Carrillo, 32, was arrested July 13, after a woman living near West Third Street and Stony Point Road called 911 to report someone outside her window at about 3:40 a.m. She called a second time to say the person knocked on her front door, identified himself as a neighbor and ran away.

Police arrived to find Carrillo nearby, clad in just socks and underwear. He was arrested on charges of prowling and felony burglary. Officers at the time said they believed he intended to commit a sexual assault.

Carrillo bailed out of jail and remained in seclusion for the next five weeks, checking into an alcohol treatment center. Upon his return to the Board of Supervisors in August he admitted a problem with drinking.

Prosecutors in November charged him with peeking, a misdemeanor that can involve looking into someone's home or window. A felony conviction would have led to removal from office.

His lawyer has been in talks to settle the case before a scheduled April 18 trial.

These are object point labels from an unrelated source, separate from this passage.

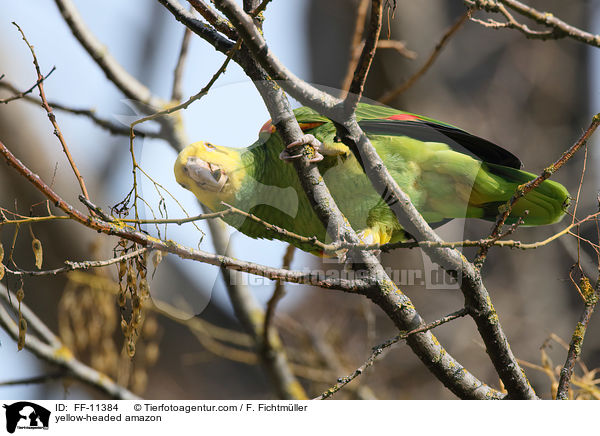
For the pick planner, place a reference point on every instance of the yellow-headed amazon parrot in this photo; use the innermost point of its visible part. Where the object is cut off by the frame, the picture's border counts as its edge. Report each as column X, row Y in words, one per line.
column 447, row 173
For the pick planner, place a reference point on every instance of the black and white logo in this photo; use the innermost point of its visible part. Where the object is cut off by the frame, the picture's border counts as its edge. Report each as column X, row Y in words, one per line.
column 26, row 415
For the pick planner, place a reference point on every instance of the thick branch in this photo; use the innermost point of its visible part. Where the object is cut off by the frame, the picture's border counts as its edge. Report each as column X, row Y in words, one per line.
column 476, row 296
column 384, row 293
column 56, row 353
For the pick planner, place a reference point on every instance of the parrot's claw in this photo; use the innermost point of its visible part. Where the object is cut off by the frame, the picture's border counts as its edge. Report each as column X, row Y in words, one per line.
column 307, row 139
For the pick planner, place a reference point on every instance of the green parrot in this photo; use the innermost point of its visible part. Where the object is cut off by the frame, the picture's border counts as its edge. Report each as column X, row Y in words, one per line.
column 447, row 173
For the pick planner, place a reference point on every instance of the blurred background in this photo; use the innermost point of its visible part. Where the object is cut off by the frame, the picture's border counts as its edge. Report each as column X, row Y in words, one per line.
column 533, row 98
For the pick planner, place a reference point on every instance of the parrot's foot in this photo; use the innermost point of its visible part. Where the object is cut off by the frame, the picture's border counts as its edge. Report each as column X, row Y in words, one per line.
column 307, row 139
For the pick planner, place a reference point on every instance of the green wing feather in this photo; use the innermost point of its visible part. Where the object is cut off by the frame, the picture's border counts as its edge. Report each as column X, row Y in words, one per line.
column 447, row 172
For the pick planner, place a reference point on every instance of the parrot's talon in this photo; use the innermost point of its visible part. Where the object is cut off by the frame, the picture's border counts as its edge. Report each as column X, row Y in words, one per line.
column 307, row 139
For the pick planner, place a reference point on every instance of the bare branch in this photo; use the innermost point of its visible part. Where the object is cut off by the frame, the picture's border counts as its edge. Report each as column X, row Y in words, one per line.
column 72, row 266
column 214, row 18
column 557, row 28
column 176, row 91
column 52, row 117
column 18, row 95
column 356, row 44
column 391, row 95
column 381, row 347
column 591, row 297
column 171, row 247
column 394, row 303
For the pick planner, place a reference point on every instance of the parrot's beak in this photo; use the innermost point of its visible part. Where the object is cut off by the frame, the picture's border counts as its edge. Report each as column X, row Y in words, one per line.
column 208, row 176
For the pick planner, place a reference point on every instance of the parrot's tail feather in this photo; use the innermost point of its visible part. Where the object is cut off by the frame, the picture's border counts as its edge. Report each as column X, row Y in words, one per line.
column 546, row 204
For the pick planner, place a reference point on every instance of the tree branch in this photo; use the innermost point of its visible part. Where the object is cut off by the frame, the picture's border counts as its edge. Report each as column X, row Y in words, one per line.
column 476, row 296
column 558, row 28
column 385, row 293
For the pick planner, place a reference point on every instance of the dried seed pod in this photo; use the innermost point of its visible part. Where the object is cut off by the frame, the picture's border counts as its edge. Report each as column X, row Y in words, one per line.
column 140, row 380
column 144, row 289
column 130, row 278
column 121, row 298
column 122, row 269
column 124, row 327
column 136, row 302
column 156, row 258
column 37, row 252
column 22, row 332
column 150, row 327
column 131, row 348
column 151, row 353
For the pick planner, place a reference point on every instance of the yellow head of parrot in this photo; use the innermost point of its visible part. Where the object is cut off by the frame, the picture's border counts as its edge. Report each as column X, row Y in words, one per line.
column 210, row 171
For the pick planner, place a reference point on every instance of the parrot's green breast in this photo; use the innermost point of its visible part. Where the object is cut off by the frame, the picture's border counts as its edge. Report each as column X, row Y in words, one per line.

Meanwhile, interim police Chief Hank Schreeder has refused to release the 911 tapes, citing the ongoing prosecution.

Blair declined to answer when asked if prosecutors would release the 911 tapes and police report.

In court Thursday, Rosenfield expressed reluctance to meet privately to discuss a settlement. The judge said he was concerned about the perception of closed-door talks in light of a Press Democrat editorial calling for transparency.

Also, he said he didn't want to jeopardize Carrillo's fair trial rights.

But Rosenfield agreed to talk with both sides in a hallway after Andrian argued private discussions with judges were customary in reaching agreements.

"I don't think we should be treated differently," Andrian said in open court.